The way I’ve seen it done is with a thing that checks the car computer’s speed against the governor limit and when it hits or exceeds it cuts off the fuel injector until the speed decreases.
Maybe not have the governor kick in for 10-15 seconds? It can reset after a minute or so. 10 seconds is an eternity in an emergency manoeuvre.
Also, Nissan? iiugh, bottom feeder of Japanese cars.
Now, Infiniti-- that’s a car company.
Then you really don’t know cars. The Nissan GTR is a legend. They don’t call it Godzilla for nothin’.
The studies I’ve seen in the past state is that Autobahn accidents are fewer (better maintained roads, strict licensing, and well established protocol) but generally far more deadly (because physics).
GPS doesn’t necessarily work in tunnels.
(I live near a long tunnel with average speed cameras, I normally use GPS to make sure I’m not speeding as it’s more accurate than the car speedometer).
From what I’ve seen, German autobahns (not all of which are unlimited) had a death rate in 2012 of 1.7 per billion vehicle km, which is about half the death rate of the US Interstate system.
Neighbouring Austria, which is culturally and economically quite similar to Germany but has speed limits on all of its autobahn network, has the same death rate on its autobahns as Germany does. And the percentage of deaths on German autobahns that happen on unlimited sections is the same as the percentage of the network that is unlimited.
(In general, limited-access divided highways are the safest roads per km travelled).
I drive on German autobahns regularly. 200 km/h (about 125 mph) happens regularly but beyond that is difficult and too risky for my tastes. It is really rare to have enough of a free road for faster speeds to be drivable.

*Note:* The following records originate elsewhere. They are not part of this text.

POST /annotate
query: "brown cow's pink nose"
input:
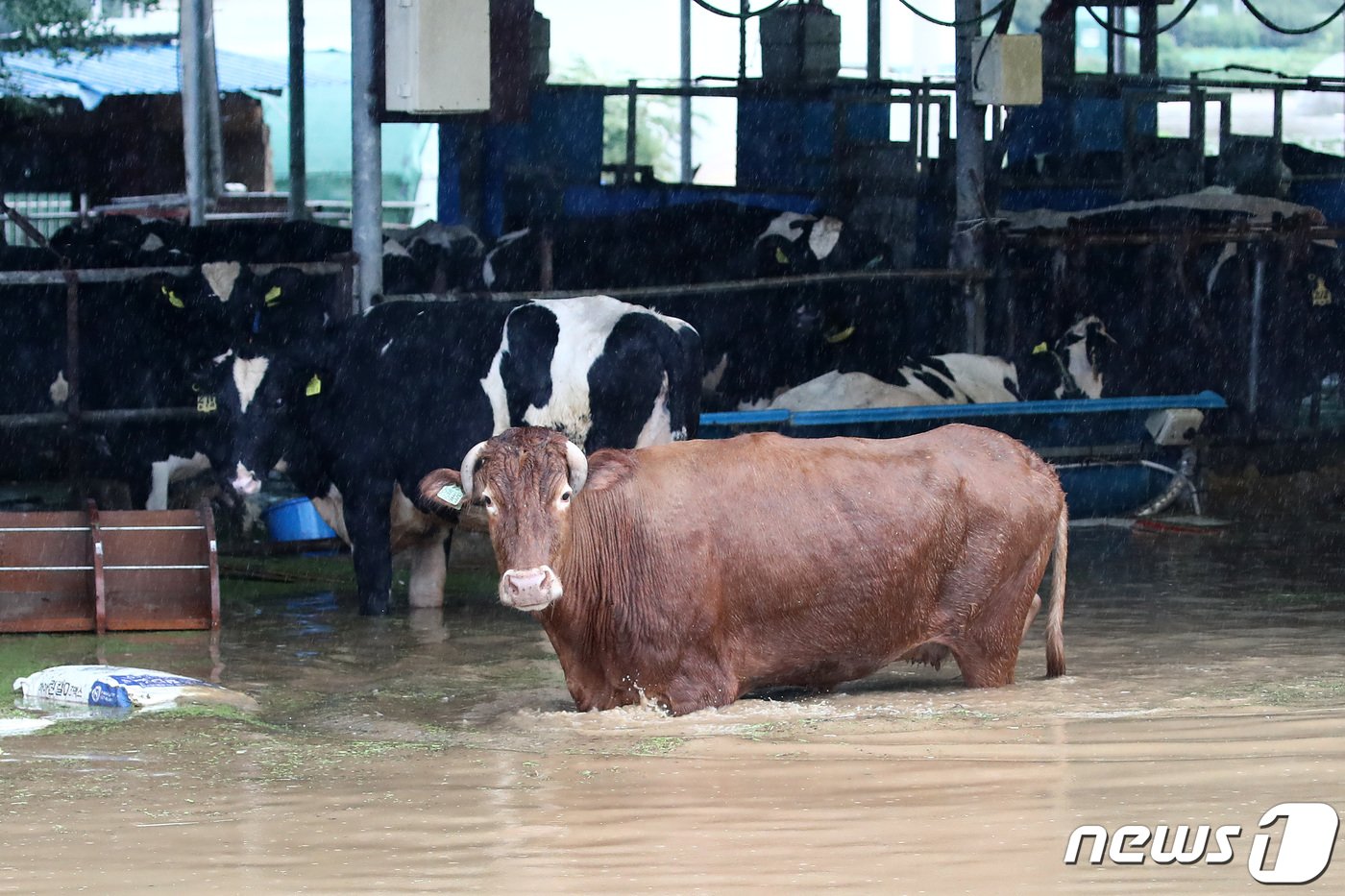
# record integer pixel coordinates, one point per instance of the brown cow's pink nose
(528, 590)
(525, 581)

There is much, much more traffic in Germany than in the USA.
I managed about 240 km/h once (about 150mph), and survived, but would not normally risk it. At that speed, you have cars and lorries who drive half your speed. You really need light traffic or you’ll kill yourself. An autobahn is not a circuit.
Also: large sections of the network are limited to 120 km/h (75mph) or lower.

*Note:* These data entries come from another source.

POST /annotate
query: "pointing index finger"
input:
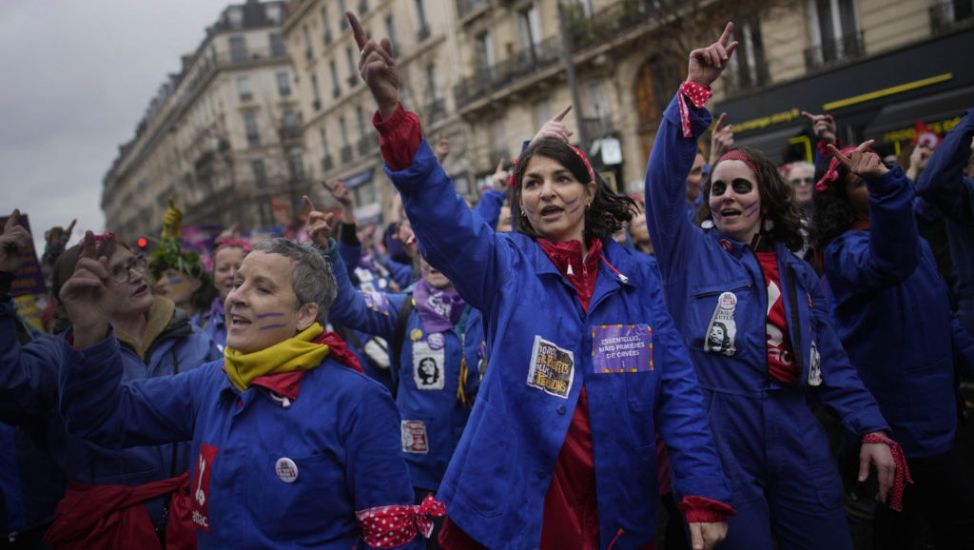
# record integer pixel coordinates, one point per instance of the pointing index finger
(357, 31)
(564, 112)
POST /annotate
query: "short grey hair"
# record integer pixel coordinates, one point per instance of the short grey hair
(313, 281)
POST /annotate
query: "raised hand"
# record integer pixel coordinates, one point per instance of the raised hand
(555, 128)
(85, 295)
(500, 175)
(319, 225)
(706, 64)
(377, 67)
(862, 160)
(13, 242)
(823, 126)
(879, 455)
(442, 148)
(721, 139)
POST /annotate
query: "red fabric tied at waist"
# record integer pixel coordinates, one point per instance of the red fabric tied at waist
(114, 516)
(395, 525)
(902, 477)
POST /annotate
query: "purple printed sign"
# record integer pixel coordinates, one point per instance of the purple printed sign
(29, 279)
(622, 348)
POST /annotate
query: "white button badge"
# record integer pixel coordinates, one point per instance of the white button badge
(286, 469)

To be fair, you have trucks driving half your speed if you’re going 200 or even 180- big trucks in Europe are limited to 90 km/h. Although, of course, German law bans trucks from the Autobahn on Sundays.

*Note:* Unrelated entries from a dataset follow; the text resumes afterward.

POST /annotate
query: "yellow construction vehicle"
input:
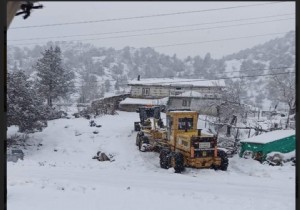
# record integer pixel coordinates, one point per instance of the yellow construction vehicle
(182, 145)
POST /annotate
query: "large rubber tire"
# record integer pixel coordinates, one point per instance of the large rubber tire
(143, 140)
(178, 161)
(137, 126)
(164, 158)
(224, 160)
(138, 137)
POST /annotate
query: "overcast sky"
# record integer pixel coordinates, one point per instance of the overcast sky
(209, 18)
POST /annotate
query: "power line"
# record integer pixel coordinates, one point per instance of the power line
(161, 46)
(250, 70)
(193, 80)
(157, 28)
(140, 17)
(224, 78)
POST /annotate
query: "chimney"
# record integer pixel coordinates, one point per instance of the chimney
(199, 132)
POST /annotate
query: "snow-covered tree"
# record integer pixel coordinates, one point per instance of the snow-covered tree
(107, 85)
(25, 108)
(282, 89)
(54, 80)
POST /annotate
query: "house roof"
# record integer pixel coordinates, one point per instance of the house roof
(178, 82)
(269, 136)
(140, 101)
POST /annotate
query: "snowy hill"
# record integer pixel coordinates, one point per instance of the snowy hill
(110, 69)
(58, 172)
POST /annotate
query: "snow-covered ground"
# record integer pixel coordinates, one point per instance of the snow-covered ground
(61, 174)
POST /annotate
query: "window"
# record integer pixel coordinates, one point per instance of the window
(146, 91)
(185, 123)
(186, 102)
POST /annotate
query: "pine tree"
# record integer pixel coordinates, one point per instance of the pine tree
(25, 108)
(54, 80)
(107, 85)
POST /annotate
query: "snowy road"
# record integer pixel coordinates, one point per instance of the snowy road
(63, 175)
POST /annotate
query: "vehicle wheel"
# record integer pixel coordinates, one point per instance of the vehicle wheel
(143, 140)
(137, 126)
(138, 137)
(224, 160)
(177, 161)
(164, 159)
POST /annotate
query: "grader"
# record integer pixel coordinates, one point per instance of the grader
(181, 144)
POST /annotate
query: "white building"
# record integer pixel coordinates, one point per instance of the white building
(160, 88)
(195, 94)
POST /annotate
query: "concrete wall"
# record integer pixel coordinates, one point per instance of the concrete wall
(201, 105)
(165, 91)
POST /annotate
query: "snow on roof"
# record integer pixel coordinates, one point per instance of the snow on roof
(140, 101)
(270, 136)
(178, 81)
(191, 93)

By the time you’re driving at 240 or 250 (250 is the speed that most German manufacturers have a “gentleman’s agreement” to limit their cars to), your closing speed with traffic you’re overtaking is faster than you can legally drive pretty much anywhere else in the world.
Yes. I can also attest that driving at 100-120 km/h and suddenly finding out after a curve that a large, massive object is standing still on your lane is not the kind of surprise I enjoy.
Never forget physics when driving.
This one chuckles at your raillery, friend.
Some 20 years ago, I lost my license for felony speeding. That does tend to dampen one’s enthusiasm for speeding on public streets I could have gone to jail, but the cop decided against it.
Yeah, how would I know, I don’t go to parties.
I’m told that there are people there.
This paragraph makes no sense.
Despite the astonishing speed, it’s not the fastest that someone has driven on a road in Japan … that the police know about, at least. In March, a 41-year-old man was accused of driving his Dodge Challenger at 146 mph (235 kph) along a highway in Tokyo.
280 kph is faster than 235 kph.
This is a really good point. I’ve driven almost that fast between cities on the autobahn and and those speeds, to me, combine the worst aspects of boredom and terror. If you’re in control, it’s really no different than going 100 kph but with the looming dread of knowing that one mistake and you’re toast.
The autobahn is like 2% of German roads, and even then, isn’t entirely unregulated with regards to vehicle speed.
Further, that only addresses half of the issue with excessive auto speed, the energy efficiency part is something that I wouldn’t trust to German forbearance right about now.
Kind of seems like there is an inverse correlation between wealth and common sense.